Sel-sel kekebalan juga memiliki tingkat pensinyalan Wnt yang lebih besar. Peneliti memahami jalur ini menjadi kunci untuk perkembangan ginjal pada tikus dan manusia.

Implikasi untuk terapi AKI baru

Mengenai temuan ini, Jeremie M. Lever, salah satu penulis pertama studi tersebut, berkomentar, "biologi makrofag telah mencapai titik yang sangat penting."

"Banyak studi penelitian sains dasar telah menyarankan pentingnya makrofag penghuni jaringan dalam penyembuhan setelah cedera, tetapi pengembangan terapi yang mempromosikannya masih dalam tahap awal," lanjutnya.

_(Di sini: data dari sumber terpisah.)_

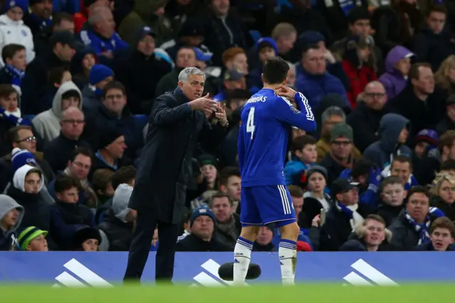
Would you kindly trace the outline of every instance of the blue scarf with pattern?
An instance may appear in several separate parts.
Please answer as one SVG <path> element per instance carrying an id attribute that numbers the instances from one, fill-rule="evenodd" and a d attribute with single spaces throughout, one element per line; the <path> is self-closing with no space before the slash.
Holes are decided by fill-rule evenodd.
<path id="1" fill-rule="evenodd" d="M 11 76 L 11 85 L 17 85 L 20 87 L 21 84 L 22 83 L 22 79 L 26 75 L 26 71 L 16 68 L 14 66 L 10 65 L 9 64 L 6 64 L 5 65 L 5 68 L 9 75 Z"/>

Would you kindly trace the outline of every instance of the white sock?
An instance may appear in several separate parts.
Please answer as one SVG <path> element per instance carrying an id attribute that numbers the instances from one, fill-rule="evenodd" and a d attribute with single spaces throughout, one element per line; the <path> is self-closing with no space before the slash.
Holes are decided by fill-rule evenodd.
<path id="1" fill-rule="evenodd" d="M 234 248 L 234 283 L 243 285 L 248 272 L 253 243 L 239 237 Z"/>
<path id="2" fill-rule="evenodd" d="M 278 248 L 282 280 L 284 285 L 294 285 L 297 261 L 297 243 L 291 240 L 282 239 Z"/>

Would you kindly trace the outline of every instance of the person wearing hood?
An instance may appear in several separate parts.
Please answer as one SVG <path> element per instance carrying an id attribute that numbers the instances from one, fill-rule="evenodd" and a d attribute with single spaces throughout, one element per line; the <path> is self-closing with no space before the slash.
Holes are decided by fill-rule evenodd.
<path id="1" fill-rule="evenodd" d="M 355 226 L 354 233 L 340 248 L 341 251 L 393 251 L 397 248 L 390 245 L 393 235 L 386 228 L 380 216 L 368 215 L 365 220 Z"/>
<path id="2" fill-rule="evenodd" d="M 89 84 L 90 73 L 95 64 L 97 64 L 97 54 L 90 47 L 84 48 L 76 53 L 71 60 L 70 70 L 73 81 L 82 91 L 82 98 L 84 87 Z"/>
<path id="3" fill-rule="evenodd" d="M 33 36 L 30 28 L 23 23 L 22 18 L 28 11 L 27 0 L 7 0 L 4 4 L 5 14 L 0 16 L 0 50 L 11 43 L 26 48 L 27 63 L 35 58 Z M 0 66 L 6 64 L 0 60 Z"/>
<path id="4" fill-rule="evenodd" d="M 80 33 L 82 42 L 90 46 L 100 60 L 109 62 L 114 53 L 128 48 L 128 43 L 115 32 L 115 21 L 110 8 L 95 6 Z"/>
<path id="5" fill-rule="evenodd" d="M 341 98 L 340 96 L 333 95 L 331 96 L 327 96 L 325 99 L 326 99 L 327 101 L 329 101 L 329 97 L 333 98 L 333 100 L 340 100 Z M 342 101 L 344 102 L 344 100 Z M 323 112 L 321 112 L 321 115 L 316 115 L 315 116 L 316 117 L 321 117 L 321 124 L 318 124 L 318 125 L 322 126 L 321 129 L 321 137 L 316 143 L 316 149 L 318 152 L 316 163 L 321 163 L 322 159 L 324 159 L 331 152 L 331 129 L 336 124 L 338 123 L 344 123 L 346 119 L 345 111 L 338 106 L 329 105 Z M 318 118 L 316 118 L 316 123 L 318 123 L 317 119 Z M 355 146 L 353 147 L 352 154 L 354 159 L 359 159 L 362 156 L 362 154 L 360 154 L 360 152 L 357 149 Z"/>
<path id="6" fill-rule="evenodd" d="M 435 87 L 434 78 L 428 63 L 415 63 L 409 73 L 408 85 L 386 105 L 388 112 L 396 112 L 412 123 L 407 144 L 414 147 L 413 139 L 424 129 L 433 129 L 444 117 L 446 106 L 441 91 Z"/>
<path id="7" fill-rule="evenodd" d="M 80 185 L 70 176 L 58 176 L 55 188 L 57 200 L 50 206 L 50 233 L 60 249 L 72 249 L 76 230 L 89 225 L 95 227 L 95 216 L 87 206 L 77 203 Z"/>
<path id="8" fill-rule="evenodd" d="M 448 130 L 439 137 L 438 148 L 429 151 L 414 174 L 419 184 L 432 184 L 441 164 L 455 159 L 455 130 Z"/>
<path id="9" fill-rule="evenodd" d="M 43 179 L 39 169 L 28 164 L 14 173 L 13 186 L 8 188 L 6 194 L 23 207 L 25 213 L 19 225 L 21 228 L 36 226 L 43 230 L 49 230 L 50 228 L 49 206 L 40 195 Z"/>
<path id="10" fill-rule="evenodd" d="M 82 108 L 87 115 L 97 109 L 102 102 L 102 89 L 114 80 L 114 72 L 102 64 L 95 64 L 88 72 L 88 84 L 82 89 Z"/>
<path id="11" fill-rule="evenodd" d="M 97 252 L 102 238 L 97 228 L 84 226 L 76 230 L 73 237 L 73 251 Z"/>
<path id="12" fill-rule="evenodd" d="M 437 70 L 444 60 L 455 53 L 451 33 L 444 29 L 447 10 L 441 5 L 431 7 L 426 16 L 426 26 L 414 36 L 412 51 L 418 62 L 427 62 L 433 71 Z"/>
<path id="13" fill-rule="evenodd" d="M 250 80 L 249 87 L 256 87 L 257 90 L 262 87 L 262 65 L 268 59 L 275 58 L 278 55 L 278 48 L 277 43 L 270 37 L 261 38 L 257 41 L 255 46 L 256 54 L 259 57 L 258 66 L 250 73 L 248 79 Z M 252 92 L 255 93 L 256 92 Z"/>
<path id="14" fill-rule="evenodd" d="M 144 26 L 136 30 L 134 48 L 132 53 L 117 61 L 114 67 L 117 79 L 125 85 L 128 107 L 132 114 L 148 115 L 155 97 L 155 87 L 172 68 L 165 60 L 155 54 L 156 33 Z"/>
<path id="15" fill-rule="evenodd" d="M 23 217 L 23 207 L 14 198 L 0 194 L 0 251 L 17 249 L 18 229 Z"/>
<path id="16" fill-rule="evenodd" d="M 392 48 L 385 58 L 385 73 L 380 78 L 389 100 L 395 97 L 405 89 L 407 83 L 407 74 L 411 68 L 411 60 L 415 55 L 403 46 Z"/>
<path id="17" fill-rule="evenodd" d="M 346 119 L 354 132 L 354 144 L 360 152 L 379 139 L 378 130 L 381 118 L 385 114 L 384 107 L 387 100 L 385 90 L 378 81 L 368 83 L 361 97 Z"/>
<path id="18" fill-rule="evenodd" d="M 112 207 L 102 216 L 98 228 L 109 239 L 110 251 L 128 251 L 133 239 L 134 222 L 137 212 L 128 207 L 132 186 L 122 184 L 117 186 L 112 198 Z"/>
<path id="19" fill-rule="evenodd" d="M 73 81 L 63 83 L 54 96 L 52 108 L 33 118 L 32 123 L 45 143 L 58 137 L 60 132 L 60 118 L 67 108 L 82 107 L 82 95 Z"/>
<path id="20" fill-rule="evenodd" d="M 395 155 L 411 156 L 412 151 L 405 145 L 410 128 L 410 121 L 403 116 L 394 113 L 385 115 L 379 124 L 380 139 L 367 147 L 363 156 L 381 169 L 391 163 Z"/>
<path id="21" fill-rule="evenodd" d="M 136 0 L 132 11 L 122 21 L 119 34 L 130 46 L 136 43 L 136 33 L 148 26 L 157 34 L 159 44 L 172 37 L 172 29 L 164 22 L 168 0 Z"/>
<path id="22" fill-rule="evenodd" d="M 349 78 L 348 100 L 355 109 L 358 95 L 370 82 L 378 79 L 376 59 L 373 52 L 373 38 L 358 36 L 349 37 L 345 44 L 343 69 Z"/>

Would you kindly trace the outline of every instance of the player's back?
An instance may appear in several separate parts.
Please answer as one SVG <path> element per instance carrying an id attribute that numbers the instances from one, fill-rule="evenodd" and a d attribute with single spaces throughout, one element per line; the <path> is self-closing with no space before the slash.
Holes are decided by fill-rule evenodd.
<path id="1" fill-rule="evenodd" d="M 238 150 L 242 186 L 285 184 L 283 168 L 290 125 L 279 119 L 278 102 L 291 105 L 265 88 L 242 110 Z"/>

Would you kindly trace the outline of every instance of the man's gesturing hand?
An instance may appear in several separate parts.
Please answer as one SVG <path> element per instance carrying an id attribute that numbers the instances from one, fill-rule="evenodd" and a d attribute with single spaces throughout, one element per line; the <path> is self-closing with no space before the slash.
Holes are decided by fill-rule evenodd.
<path id="1" fill-rule="evenodd" d="M 189 103 L 190 108 L 192 110 L 202 110 L 203 112 L 215 112 L 218 110 L 218 102 L 216 101 L 208 99 L 208 94 L 204 97 L 201 97 L 195 100 L 191 101 Z"/>
<path id="2" fill-rule="evenodd" d="M 294 95 L 296 92 L 292 88 L 286 85 L 279 85 L 275 90 L 275 93 L 280 97 L 286 97 L 287 98 L 294 99 Z"/>

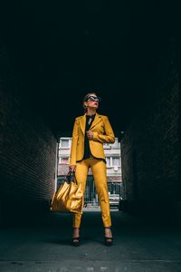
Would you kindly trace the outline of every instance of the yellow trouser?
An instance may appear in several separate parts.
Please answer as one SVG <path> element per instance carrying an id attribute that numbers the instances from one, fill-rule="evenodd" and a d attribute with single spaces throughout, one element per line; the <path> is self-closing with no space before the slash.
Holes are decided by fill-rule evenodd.
<path id="1" fill-rule="evenodd" d="M 107 184 L 106 163 L 102 160 L 94 159 L 92 157 L 82 160 L 76 164 L 75 178 L 78 183 L 82 185 L 83 199 L 85 194 L 86 181 L 89 167 L 94 178 L 96 192 L 98 194 L 99 202 L 101 209 L 101 218 L 104 227 L 111 226 L 110 200 Z M 82 205 L 83 207 L 83 205 Z M 73 228 L 80 228 L 81 213 L 73 214 Z"/>

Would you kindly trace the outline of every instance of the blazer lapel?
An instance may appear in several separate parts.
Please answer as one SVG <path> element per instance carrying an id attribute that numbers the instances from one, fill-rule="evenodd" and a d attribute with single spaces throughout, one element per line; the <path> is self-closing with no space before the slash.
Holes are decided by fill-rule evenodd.
<path id="1" fill-rule="evenodd" d="M 100 114 L 98 114 L 96 112 L 96 116 L 91 123 L 91 126 L 90 128 L 90 131 L 95 126 L 97 125 L 97 123 L 99 123 L 100 121 L 101 121 L 101 116 Z M 80 126 L 81 126 L 81 129 L 82 131 L 82 133 L 85 134 L 85 122 L 86 122 L 86 113 L 83 114 L 81 116 L 81 118 L 80 119 Z"/>
<path id="2" fill-rule="evenodd" d="M 97 125 L 97 123 L 99 123 L 101 121 L 101 116 L 98 113 L 96 113 L 96 116 L 91 123 L 91 126 L 90 128 L 90 131 L 95 126 Z"/>
<path id="3" fill-rule="evenodd" d="M 80 126 L 83 134 L 85 134 L 85 121 L 86 121 L 86 113 L 83 114 L 80 119 Z"/>

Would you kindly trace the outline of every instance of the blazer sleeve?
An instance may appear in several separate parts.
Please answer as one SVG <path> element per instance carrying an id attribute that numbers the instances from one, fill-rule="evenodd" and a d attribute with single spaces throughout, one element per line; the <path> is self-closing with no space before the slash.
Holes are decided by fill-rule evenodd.
<path id="1" fill-rule="evenodd" d="M 71 146 L 70 165 L 76 165 L 76 150 L 78 141 L 78 121 L 75 118 Z"/>
<path id="2" fill-rule="evenodd" d="M 104 116 L 103 121 L 104 121 L 105 134 L 100 134 L 98 131 L 93 131 L 92 140 L 100 142 L 114 143 L 115 142 L 114 132 L 107 116 Z"/>

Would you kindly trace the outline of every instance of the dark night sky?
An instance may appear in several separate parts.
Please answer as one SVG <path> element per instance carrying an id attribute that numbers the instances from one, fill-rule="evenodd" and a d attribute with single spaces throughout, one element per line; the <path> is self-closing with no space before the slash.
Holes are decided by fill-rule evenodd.
<path id="1" fill-rule="evenodd" d="M 148 82 L 173 34 L 175 6 L 130 0 L 5 2 L 1 40 L 24 104 L 38 109 L 56 131 L 70 131 L 82 114 L 82 97 L 97 91 L 99 112 L 115 131 L 124 131 L 151 95 Z"/>

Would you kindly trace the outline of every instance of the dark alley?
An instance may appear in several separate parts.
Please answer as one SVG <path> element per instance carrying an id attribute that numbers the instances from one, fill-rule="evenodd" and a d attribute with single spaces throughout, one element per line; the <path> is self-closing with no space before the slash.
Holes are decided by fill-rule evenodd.
<path id="1" fill-rule="evenodd" d="M 1 2 L 0 271 L 181 270 L 179 16 L 168 1 Z M 94 117 L 114 133 L 91 131 L 89 142 L 107 144 L 103 180 L 121 193 L 112 247 L 100 210 L 88 205 L 73 248 L 71 215 L 50 203 L 92 92 Z M 60 159 L 61 139 L 69 150 Z M 93 180 L 87 203 L 98 206 Z"/>

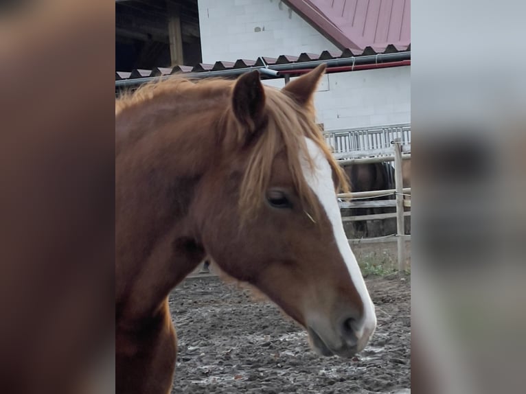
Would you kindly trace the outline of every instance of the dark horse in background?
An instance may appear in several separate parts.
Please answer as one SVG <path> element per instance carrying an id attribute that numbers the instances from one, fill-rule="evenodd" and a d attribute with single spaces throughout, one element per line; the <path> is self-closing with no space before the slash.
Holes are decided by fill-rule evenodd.
<path id="1" fill-rule="evenodd" d="M 385 190 L 395 188 L 394 168 L 389 163 L 354 164 L 343 167 L 349 178 L 352 192 Z M 392 200 L 394 195 L 363 198 L 356 201 L 380 201 Z M 394 207 L 351 208 L 348 213 L 352 216 L 396 212 Z M 352 222 L 353 229 L 358 237 L 379 237 L 396 231 L 396 219 Z"/>

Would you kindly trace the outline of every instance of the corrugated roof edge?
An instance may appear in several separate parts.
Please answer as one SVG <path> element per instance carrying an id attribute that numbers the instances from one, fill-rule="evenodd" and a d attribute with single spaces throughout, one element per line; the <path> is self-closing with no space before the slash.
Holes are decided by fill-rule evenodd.
<path id="1" fill-rule="evenodd" d="M 134 69 L 131 71 L 116 71 L 115 81 L 123 80 L 133 80 L 144 78 L 152 78 L 166 76 L 174 73 L 194 73 L 207 71 L 218 71 L 225 70 L 235 70 L 236 69 L 244 69 L 251 67 L 272 66 L 277 65 L 287 65 L 312 62 L 317 60 L 330 60 L 333 59 L 345 59 L 347 58 L 360 58 L 361 56 L 371 56 L 382 54 L 396 54 L 398 52 L 411 51 L 411 44 L 404 47 L 389 44 L 383 48 L 382 52 L 377 52 L 371 47 L 367 47 L 361 54 L 356 53 L 356 49 L 347 49 L 342 51 L 323 51 L 321 54 L 307 54 L 303 52 L 299 56 L 291 55 L 280 55 L 277 58 L 268 58 L 262 56 L 257 60 L 238 59 L 236 62 L 217 61 L 214 65 L 198 63 L 194 66 L 179 65 L 174 67 L 156 67 L 152 70 Z M 262 61 L 262 58 L 263 61 Z"/>

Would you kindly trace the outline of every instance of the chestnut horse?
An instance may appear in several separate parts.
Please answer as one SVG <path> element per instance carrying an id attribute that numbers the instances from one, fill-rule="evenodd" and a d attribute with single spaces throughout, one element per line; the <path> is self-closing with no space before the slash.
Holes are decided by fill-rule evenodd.
<path id="1" fill-rule="evenodd" d="M 176 353 L 168 297 L 209 256 L 351 357 L 376 325 L 343 232 L 343 172 L 315 122 L 325 66 L 279 91 L 179 77 L 115 106 L 117 393 L 166 393 Z"/>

“Agar berhasil memanfaatkan sel-sel ini untuk intervensi translasi kontemporer, [kami perlu] untuk lebih spesifik tentang asal - residen jaringan versus infiltratif - sel yang kami rencanakan untuk ditargetkan,” jelas Lever.

Rekan penulis pertama Dr. Travis D. Hull, Ph.D., mengatakan, "Pekerjaan ini menunjukkan bahwa makrofag penghuni jaringan memiliki plastisitas yang sama dengan yang telah ditunjukkan pada jenis sel imunologis lainnya."

"Selain itu, kemampuan untuk memprogram ulang ke fenotipe ontologis awal adalah jalan potensial untuk intervensi terapeutik, jika sinyal seluler dan mekanisme pemrograman ulang ini dapat dijelaskan sepenuhnya."

Dr. Travis D. Hull, Ph.D.

"Ini adalah perkembangan yang menarik di bidang [AKI]," kata Hull, menambahkan bahwa "juga mungkin mewakili target terapeutik di bidang seperti transplantasi, di mana pentingnya biologi makrofag kurang dipahami dengan baik."